Kaz Minerals shares have lost more than half their value since June's peak, leading broker Liberum to upgrade its rating on the shares to 'hold' from 'sell' and Redburn to reiterate its view that the shares are a "value opportunity".

Investors have overwhelmingly turned their noses up at Kaz's $900m acquisition of the Baimskaya copper project in Russia, which will require an elevated level of capital expenditure before production can begin in 2026.

This new endeavour has "clearly come at a time when the market does not see the value in large scale greenfield projects in Russia", Liberum analyst Ben Davis said, but noted that management are undeterred and strongly believe in the value of the project and their ability to deliver on it.

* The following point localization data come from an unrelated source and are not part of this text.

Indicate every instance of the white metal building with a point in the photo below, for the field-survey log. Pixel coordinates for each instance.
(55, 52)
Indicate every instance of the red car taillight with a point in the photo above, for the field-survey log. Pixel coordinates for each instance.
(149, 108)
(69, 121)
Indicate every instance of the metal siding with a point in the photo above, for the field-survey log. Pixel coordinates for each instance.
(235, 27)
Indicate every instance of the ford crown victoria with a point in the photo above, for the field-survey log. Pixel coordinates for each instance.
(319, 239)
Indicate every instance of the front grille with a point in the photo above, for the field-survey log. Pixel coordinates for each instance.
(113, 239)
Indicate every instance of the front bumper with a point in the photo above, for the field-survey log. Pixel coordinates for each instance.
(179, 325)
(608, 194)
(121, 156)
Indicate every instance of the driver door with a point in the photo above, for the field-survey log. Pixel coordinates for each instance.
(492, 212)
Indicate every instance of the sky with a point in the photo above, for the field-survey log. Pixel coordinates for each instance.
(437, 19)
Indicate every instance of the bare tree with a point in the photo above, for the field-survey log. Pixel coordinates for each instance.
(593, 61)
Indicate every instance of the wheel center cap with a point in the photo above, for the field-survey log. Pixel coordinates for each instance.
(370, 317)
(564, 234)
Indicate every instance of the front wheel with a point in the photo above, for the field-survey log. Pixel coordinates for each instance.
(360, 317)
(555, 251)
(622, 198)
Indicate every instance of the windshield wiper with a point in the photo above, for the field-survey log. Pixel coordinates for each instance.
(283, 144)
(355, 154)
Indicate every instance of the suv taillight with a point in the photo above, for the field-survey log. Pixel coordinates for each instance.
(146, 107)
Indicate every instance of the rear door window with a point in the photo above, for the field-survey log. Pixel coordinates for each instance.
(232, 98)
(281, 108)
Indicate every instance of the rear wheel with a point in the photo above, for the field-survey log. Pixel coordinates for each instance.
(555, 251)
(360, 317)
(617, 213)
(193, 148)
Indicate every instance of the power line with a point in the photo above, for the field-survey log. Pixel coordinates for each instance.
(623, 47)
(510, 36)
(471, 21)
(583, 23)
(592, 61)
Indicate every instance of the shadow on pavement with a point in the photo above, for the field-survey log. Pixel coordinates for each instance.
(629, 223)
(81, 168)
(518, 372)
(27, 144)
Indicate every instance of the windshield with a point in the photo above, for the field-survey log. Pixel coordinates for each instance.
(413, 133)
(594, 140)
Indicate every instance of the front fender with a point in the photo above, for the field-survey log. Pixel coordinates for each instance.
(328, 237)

"On our assumptions, the impact to NPV is fairly minimal, but we can understand why the market is repricing the company risk given that the investment proposition has changed so materially. Current investors do not want to be on this new journey, but others will eventually, assuming that the company take the appropriate steps to derisk."

Davis and his colleagues said a large equity stake at the project level and a phasing of the project could help significantly, but a feasibility study is not due to complete until the second half of 2019. With the share price now at Liberum's 460p price target, the Liberum analysts upgraded their rating and "see upside risk on a reverse on the overly negative sentiment in copper" in the short-term.

Analyst Simon Toyne at Redburn highlighted a "rare" value opportunity in the shares.

In market cap terms, KAZ has shed $2.1bn, which equates to the $0.9bn purchase price of Baimskaya, plus $1.2bn negative NPV on a project that Toyne sees a "high quality in terms of cost, capital intensity and life". The decline in the shares, he suggested, translated to an investor assumption that capex spend on Baimskaya will overrun by 20%, that 50% of the project will be expropriated by the Russian government post construction, and that copper prices would run at 270 cents per lb in the long term.

"Our opinion is that, while we entirely understand investor angst qualitatively, and the fact there are clearly more sellers than buyers currently as potential new ‘value’ investors take time to study the situation and existing investors who are now opposed to this type of proposition exit, it is ultimately very pessimistic to believe this set of assumptions is a sensible central case.

"Value opportunities on this scale are rare in the mining sector, as are the subset of investors willing, ideologically, to engage in such a situation, but for those who are – buy."